Dante opens the poem with a picture of himself lost in a dark wood. It's wild, harsh, and impenetrable. He doesn't know how he got there, and he spends a scary night trying to get out of it - an experience that terrifies him. He does emerge on the other side just as the sun is coming up, and he turns around to look back at the darkness through which he has wandered all night. He then begins the climb that becomes his journey through hell, purgatory, and heaven, and thus the poem begins.


I don't arrive at the starting gate for my PhD with a sense of feeling lost, but I do share the feeling that I have just put my feet on the proper path again. I have a strong calling about my academic work, and resuming that calling after several years away is like a farmer returning to the spot in the field where he abandoned the plow when rain set it. My time at UCLA is a distinct new chapter, but there is a feeling of continuity with the work that I have already begun.


At the beginning of the Commedia, Dante has glimpsed the terrors of darkness through his scary night in the woods and the feeling that he has lost the true way. As veteran readers of the poem, we know that far greater horrors away Dante in the pages to follow, and then the glory of the Beatific Vision ultimately awaits at the end. Having tasted a bit of graduate study during my masters program, I have a sense of the darkness that is in front of me. It's a strange thing to feel at the outset of this degree - that there is darkness ahead - but when we delve into the intellectual life we are bound to encounter things that are painful and dark and deeply unsettling. During my orientation, I held the picture of Dante lost in the wood in my head, and then heard HIC SUNT DRACONES in my head - meaning HERE ARE DRAGONS. In the middle ages sometimes cartographers would write "Here are dragons" or "here are lions" in the unknown territories.

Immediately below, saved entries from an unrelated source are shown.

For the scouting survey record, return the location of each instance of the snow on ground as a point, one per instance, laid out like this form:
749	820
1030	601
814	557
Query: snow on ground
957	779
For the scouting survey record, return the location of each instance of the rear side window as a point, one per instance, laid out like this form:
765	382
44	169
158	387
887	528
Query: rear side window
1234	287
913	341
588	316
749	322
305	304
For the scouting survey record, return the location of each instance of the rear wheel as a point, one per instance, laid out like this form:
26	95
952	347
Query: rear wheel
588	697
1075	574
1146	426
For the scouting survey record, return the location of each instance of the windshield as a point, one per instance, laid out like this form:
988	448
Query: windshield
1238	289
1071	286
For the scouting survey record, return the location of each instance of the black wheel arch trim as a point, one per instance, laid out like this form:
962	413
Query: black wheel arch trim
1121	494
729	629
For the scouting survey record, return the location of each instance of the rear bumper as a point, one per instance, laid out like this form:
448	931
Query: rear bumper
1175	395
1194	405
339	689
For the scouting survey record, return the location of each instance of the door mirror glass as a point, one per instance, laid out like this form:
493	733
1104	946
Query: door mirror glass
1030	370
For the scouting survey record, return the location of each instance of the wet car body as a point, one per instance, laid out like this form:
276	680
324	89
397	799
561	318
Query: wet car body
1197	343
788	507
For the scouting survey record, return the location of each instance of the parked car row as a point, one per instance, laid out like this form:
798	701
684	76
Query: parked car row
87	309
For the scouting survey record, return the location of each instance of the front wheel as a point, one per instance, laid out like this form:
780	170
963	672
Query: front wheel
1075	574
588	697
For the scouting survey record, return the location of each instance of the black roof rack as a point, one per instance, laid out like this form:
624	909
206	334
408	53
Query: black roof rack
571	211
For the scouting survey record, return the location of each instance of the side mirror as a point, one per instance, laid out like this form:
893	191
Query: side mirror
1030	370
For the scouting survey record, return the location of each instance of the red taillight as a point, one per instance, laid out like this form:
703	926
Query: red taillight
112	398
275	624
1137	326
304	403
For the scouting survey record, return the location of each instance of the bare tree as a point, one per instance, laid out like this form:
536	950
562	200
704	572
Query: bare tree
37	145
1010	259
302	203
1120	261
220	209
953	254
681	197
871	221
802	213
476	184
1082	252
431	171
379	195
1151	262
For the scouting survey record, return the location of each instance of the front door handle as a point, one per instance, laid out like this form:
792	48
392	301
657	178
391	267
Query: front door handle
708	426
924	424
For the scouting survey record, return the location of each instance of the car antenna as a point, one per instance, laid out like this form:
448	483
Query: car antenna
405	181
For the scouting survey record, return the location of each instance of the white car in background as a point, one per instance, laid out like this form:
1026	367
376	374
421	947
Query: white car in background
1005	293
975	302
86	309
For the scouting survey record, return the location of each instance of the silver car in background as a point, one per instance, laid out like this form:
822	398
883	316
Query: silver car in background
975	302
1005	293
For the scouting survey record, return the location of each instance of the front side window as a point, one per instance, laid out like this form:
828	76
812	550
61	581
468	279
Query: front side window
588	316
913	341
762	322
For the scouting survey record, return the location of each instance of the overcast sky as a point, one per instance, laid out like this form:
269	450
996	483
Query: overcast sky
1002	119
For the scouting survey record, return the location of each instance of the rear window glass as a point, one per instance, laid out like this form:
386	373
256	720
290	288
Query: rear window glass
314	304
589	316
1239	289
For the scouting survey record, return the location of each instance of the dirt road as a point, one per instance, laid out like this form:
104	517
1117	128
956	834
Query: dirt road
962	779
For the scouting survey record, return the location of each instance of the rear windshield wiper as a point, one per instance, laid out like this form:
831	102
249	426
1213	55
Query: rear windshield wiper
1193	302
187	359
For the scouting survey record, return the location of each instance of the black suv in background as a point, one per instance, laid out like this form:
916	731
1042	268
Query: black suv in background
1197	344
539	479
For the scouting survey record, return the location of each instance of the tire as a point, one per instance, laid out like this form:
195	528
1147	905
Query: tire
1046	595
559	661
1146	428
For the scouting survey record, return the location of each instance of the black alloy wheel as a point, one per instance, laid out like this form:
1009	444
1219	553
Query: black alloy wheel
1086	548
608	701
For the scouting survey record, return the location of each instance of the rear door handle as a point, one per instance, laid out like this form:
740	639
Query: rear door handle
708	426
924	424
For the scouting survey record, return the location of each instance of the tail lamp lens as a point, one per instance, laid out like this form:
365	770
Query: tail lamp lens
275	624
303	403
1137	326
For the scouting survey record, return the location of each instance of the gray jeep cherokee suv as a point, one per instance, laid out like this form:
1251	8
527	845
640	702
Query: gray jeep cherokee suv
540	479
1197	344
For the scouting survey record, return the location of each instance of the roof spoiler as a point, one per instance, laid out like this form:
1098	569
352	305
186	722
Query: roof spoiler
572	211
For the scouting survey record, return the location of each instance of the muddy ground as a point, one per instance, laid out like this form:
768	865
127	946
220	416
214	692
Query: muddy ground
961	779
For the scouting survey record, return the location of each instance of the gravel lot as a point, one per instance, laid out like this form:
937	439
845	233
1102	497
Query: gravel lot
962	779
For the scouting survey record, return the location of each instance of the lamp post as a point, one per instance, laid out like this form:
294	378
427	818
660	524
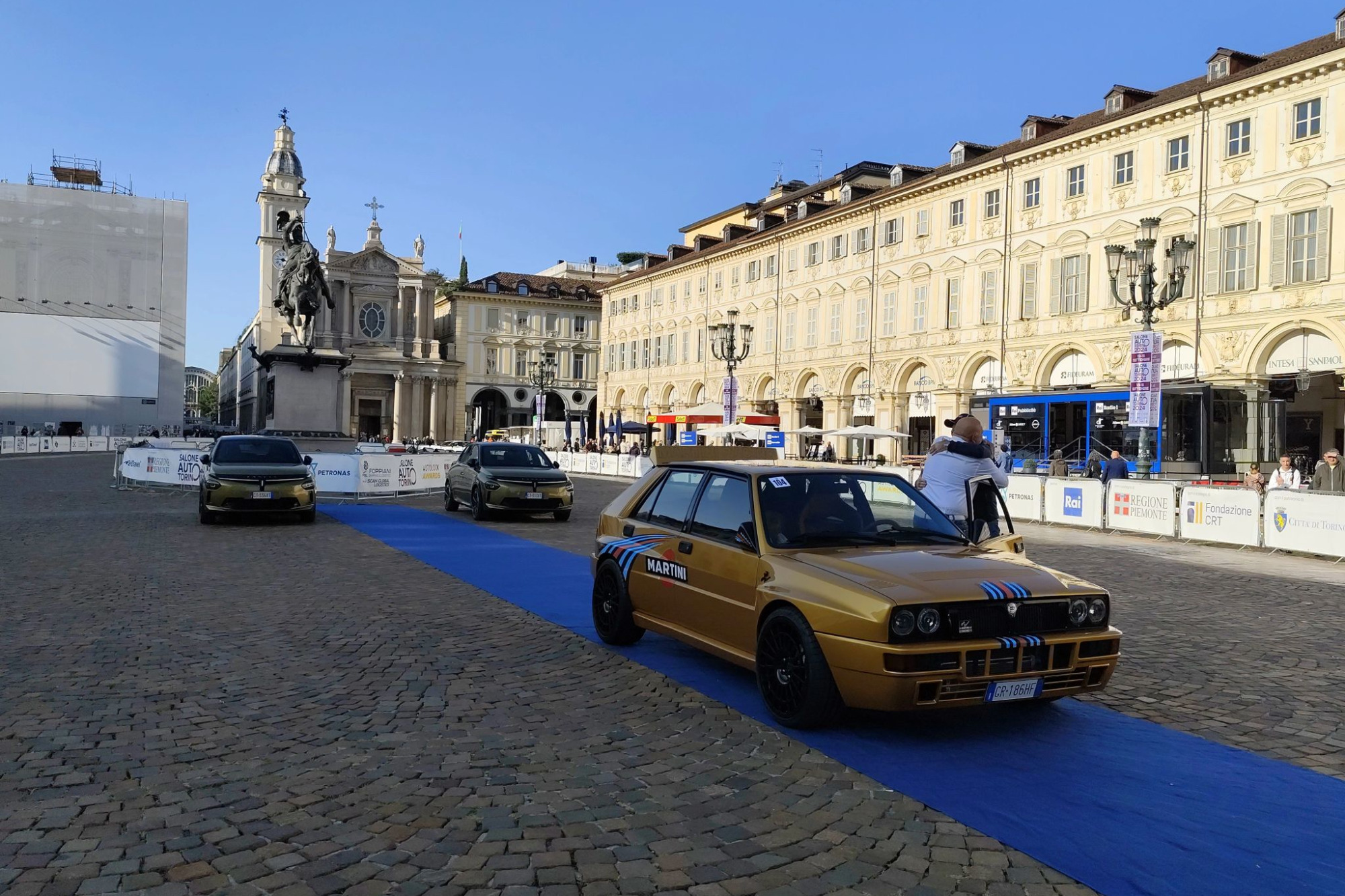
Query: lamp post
1145	296
543	376
726	345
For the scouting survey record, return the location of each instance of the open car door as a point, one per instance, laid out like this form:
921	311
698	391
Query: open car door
989	522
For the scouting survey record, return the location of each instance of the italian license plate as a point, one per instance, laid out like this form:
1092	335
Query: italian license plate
1019	689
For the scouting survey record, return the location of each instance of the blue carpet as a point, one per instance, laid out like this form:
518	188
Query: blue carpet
1121	805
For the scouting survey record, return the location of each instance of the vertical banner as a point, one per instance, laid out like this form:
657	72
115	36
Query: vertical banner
1147	377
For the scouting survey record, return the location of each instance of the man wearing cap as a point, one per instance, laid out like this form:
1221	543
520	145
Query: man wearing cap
946	473
1331	477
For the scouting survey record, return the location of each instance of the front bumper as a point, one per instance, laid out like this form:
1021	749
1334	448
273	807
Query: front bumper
236	498
957	673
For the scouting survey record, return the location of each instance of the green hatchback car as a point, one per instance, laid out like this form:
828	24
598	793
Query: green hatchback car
504	475
256	475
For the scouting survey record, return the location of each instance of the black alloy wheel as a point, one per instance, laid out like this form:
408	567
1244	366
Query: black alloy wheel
613	607
793	673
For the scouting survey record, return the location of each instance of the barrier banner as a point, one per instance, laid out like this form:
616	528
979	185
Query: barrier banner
1074	502
379	474
1143	505
1023	497
1227	516
336	474
1304	521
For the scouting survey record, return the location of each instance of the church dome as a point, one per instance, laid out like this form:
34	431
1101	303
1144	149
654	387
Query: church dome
284	161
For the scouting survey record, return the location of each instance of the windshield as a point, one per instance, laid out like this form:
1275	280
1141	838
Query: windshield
813	509
504	454
256	451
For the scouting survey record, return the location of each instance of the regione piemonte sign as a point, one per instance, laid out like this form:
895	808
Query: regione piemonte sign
1147	377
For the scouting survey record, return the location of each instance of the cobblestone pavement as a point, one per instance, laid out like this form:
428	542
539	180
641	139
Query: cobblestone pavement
302	710
1242	647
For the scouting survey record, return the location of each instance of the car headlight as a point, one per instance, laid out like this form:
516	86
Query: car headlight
903	623
929	620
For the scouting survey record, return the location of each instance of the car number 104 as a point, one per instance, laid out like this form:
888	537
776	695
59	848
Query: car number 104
1019	689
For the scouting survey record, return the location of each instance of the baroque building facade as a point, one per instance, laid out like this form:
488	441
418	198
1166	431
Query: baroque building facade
900	294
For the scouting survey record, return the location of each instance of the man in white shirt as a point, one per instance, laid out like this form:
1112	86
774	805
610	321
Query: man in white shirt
946	473
1285	475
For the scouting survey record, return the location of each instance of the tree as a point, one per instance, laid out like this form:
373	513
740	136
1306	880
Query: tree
208	400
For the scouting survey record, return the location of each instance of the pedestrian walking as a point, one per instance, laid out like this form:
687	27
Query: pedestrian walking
1331	475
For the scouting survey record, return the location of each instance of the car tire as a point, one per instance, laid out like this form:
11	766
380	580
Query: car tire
479	512
793	673
613	607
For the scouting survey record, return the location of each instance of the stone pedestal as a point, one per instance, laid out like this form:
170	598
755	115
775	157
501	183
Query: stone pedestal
302	393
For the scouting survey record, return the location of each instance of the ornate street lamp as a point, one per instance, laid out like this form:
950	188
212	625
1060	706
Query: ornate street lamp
1145	298
543	376
731	342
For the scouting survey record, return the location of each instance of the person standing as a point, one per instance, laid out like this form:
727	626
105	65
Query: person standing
1331	475
1116	469
1285	477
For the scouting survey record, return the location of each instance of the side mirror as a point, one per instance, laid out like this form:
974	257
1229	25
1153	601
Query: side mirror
746	538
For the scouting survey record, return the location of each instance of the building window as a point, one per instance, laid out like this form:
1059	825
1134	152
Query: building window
1032	193
1308	119
989	296
892	231
1235	259
1124	169
919	306
1239	138
1303	247
373	319
1030	291
1073	284
1075	182
1179	154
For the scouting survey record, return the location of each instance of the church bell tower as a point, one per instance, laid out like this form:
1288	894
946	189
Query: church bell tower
280	201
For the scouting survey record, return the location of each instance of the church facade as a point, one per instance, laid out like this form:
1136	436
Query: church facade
401	381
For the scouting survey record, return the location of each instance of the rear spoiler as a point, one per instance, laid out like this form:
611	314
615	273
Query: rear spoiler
664	455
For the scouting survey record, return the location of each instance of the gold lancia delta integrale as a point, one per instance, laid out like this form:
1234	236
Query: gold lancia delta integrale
841	587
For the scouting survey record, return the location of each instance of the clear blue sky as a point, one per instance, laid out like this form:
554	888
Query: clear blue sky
555	130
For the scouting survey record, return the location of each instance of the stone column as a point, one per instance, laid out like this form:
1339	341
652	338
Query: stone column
435	409
346	377
399	393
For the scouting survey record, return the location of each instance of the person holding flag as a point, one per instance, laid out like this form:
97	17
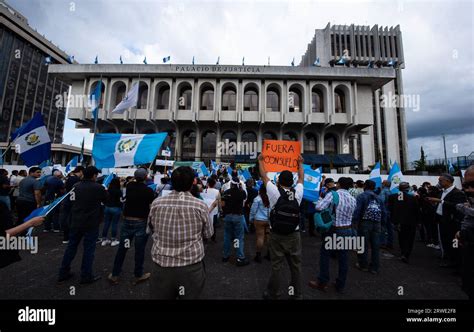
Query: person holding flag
7	230
32	141
86	199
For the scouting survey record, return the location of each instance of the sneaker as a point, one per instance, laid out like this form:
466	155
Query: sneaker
317	285
242	262
90	280
144	277
364	269
258	257
65	277
114	280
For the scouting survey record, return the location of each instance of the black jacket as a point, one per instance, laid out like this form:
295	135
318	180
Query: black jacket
405	211
86	204
450	214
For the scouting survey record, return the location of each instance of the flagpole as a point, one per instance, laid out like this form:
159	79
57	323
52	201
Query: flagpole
98	106
136	109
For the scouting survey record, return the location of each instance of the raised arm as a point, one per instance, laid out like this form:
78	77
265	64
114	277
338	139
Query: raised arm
263	173
300	170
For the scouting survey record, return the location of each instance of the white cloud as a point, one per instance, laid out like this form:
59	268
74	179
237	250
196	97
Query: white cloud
432	32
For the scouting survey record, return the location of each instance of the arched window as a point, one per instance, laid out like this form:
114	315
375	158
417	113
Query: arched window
230	135
102	91
330	144
340	102
290	136
250	99
208	144
163	97
229	98
188	150
207	97
142	96
269	135
185	95
273	100
118	93
317	105
170	142
310	143
294	100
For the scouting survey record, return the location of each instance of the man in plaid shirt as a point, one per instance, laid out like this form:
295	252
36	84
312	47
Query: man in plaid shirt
178	223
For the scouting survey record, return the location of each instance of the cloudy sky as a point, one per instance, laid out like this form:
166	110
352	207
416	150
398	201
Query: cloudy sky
437	41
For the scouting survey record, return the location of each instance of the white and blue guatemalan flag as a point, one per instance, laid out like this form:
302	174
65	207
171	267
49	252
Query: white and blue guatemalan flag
72	163
395	177
108	179
32	141
130	100
375	175
116	150
94	99
312	179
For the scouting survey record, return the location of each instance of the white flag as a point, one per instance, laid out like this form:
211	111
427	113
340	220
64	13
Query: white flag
130	100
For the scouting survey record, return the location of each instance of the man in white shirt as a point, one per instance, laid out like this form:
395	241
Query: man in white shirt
449	218
342	227
284	246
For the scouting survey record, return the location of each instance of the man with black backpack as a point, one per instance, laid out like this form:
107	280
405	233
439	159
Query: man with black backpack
342	203
285	241
369	216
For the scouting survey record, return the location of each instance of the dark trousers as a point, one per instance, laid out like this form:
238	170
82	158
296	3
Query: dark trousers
171	283
467	272
447	232
75	237
24	209
65	220
131	229
285	248
406	239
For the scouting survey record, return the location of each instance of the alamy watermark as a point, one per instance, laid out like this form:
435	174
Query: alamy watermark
228	148
335	242
405	101
27	243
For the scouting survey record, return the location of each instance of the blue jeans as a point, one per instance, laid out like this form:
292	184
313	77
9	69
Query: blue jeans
90	239
324	258
6	200
234	229
371	232
131	229
111	217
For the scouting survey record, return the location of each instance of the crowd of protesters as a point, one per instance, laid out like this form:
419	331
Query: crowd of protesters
181	214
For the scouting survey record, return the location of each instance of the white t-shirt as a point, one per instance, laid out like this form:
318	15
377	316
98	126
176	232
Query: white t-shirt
274	194
210	195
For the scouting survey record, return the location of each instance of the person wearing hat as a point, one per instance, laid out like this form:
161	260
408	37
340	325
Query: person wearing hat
404	214
449	218
138	198
232	205
86	199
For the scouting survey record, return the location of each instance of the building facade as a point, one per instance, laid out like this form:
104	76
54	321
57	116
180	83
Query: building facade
25	85
330	102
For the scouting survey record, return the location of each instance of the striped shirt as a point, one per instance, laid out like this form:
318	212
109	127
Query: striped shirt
179	222
344	210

They were the scary, wild corners of the world that were thought to be filled with monsters.  Venturing into the life of the mind again reminds me of the intellectual battles I encountered as a masters student, and it's daunting to armor up to engage in them again.  

My studies will make me confront some of the most formidable intellectual warriors in human history.  People who were able to articulate the horrors of the human experience.  Who were able to rage against God and rage against Truth, to combat institutional ways of life and put injustices on the operating table.  

There's a great scene in Inferno where Virgil and Dante arrive at the gates of the city of Dis, which is a big fortress within hell itself.  The gate is locked, and Virgil and Dante have to wait there for an angel to come unlock it for them.  When the angel does appear, he is disgusted by the damned souls and demons all around him and the darkness and flame and dirtiness of hell.  He is bored and disdainful as he saunters over to the scary gate and lazily and begrudgingly unlocks it before basically rolling his eyes and heading back up to heaven.  While this is happening, all the awful creatures of hell are hissing and screeching and wailing in torment all around him, and he just could not care less.  

This illustrates for me how God is not in the least bit damaged by all the intellectual warring against him.  I think he is more compassionate than the angel in that scene, but ultimately these thoughts are not threats to him in the least bit.  He IS truth.  But Dante and Virgil are small and terrified while this is going on, and they still have to enter the gate and tour the miserable city, descending all the way down to encounter satan himself.  I feel weak and small and vulnerable as I walk past all these hissing authors.  Dante needs to walk through hell to see the truth of the universe laid out before him, and he learns a great deal in Inferno.  I too have to walk that path now, as frightened and intimidated as I am, to gain the knowledge that will move me along my path.